Benefits for Independent Music Publishers

Under the consent decrees, independent music publishers are able to offer their catalogs to music users just as easily as the majors. ASCAP and BMI cannot display a bias toward one music publisher’s catalog over another.

Benefits for Licensees

Because ASCAP and BMI pay songwriters and music publishers directly for public performances, a licensee can worry less about potential copyright infringement. With a blanket license, a venue or broadcaster simply pays a fee to ASCAP and/or BMI, then obtains access to the entire repertoire of the PRO.

Emerging services and music venues may also struggle without the consent decrees to cut direct deals with major publishers for the use of their catalogs.


Many groups in the music industry claim that the consent decrees governing PROs are outdated or no longer applicable. However, the original purpose of consent decrees—to introduce antitrust provisions in order to curb the abuse of market power and even the playing field for songwriters, music publishers, and licensees—cannot be ignored.

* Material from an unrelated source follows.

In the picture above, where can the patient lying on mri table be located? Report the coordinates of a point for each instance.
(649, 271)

On the other hand, several weaknesses as a result of the current state of consent decrees could be viewed as creating an unjust environment for the cornerstone of the music industry: songwriters and the publishers who represent their work. Government intervention in the form of these consent decrees may very easily disadvantage these groups, who may be prevented from achieving market value for their copyrights.

That being said, here are some common criticisms of the consent decrees:

  • PROs must grant a license to all the musical works in their repertory upon request, even where a royalty rate for such use has not yet been agreed upon. Applicants who request a license are not compelled to provide any information that would allow the setting of a fair “interim” rate to pay for the music use. Some parties believe that licensees should be required to pay interim license fees while rates are being set by the courts, so that licensees cannot continue to use works for free during protracted and costly litigation with ASCAP, BMI, or both.
  • If a rate cannot be negotiated, the PROs must engage in often lengthy and costly rate court proceedings, the expenses of which are borne by their songwriter and music publisher members. This may take away capital and energy from the PRO which would otherwise be used to provide service to its members. Some believe that the rate-setting procedure should be streamlined.
  • The rates determined by the courts may, in reality, undervalue a songwriter’s work, because the rates are not set according to true market value. Some believe that songwriters and music publishers should be able to negotiate freely in the marketplace with services and end users in order to achieve a fair rate.
  • Although the consent decrees allow songwriters and music publishers to grant PROs non-exclusive rights, recent court decisions have prohibited music publishers from withdrawing portions of their catalogs and directly licensing them. Therefore, songwriters and music publishers must keep all of their rights fully in a PRO, or completely withdraw from the PRO. This may limit the ability of songwriters and music publishers to competitively license their work.

The music industry should always strive to create the most efficient and equitable system possible. If there is room for improvement, it is the responsibility of every player in the modern music industry to illuminate the path forward using civic dialogue.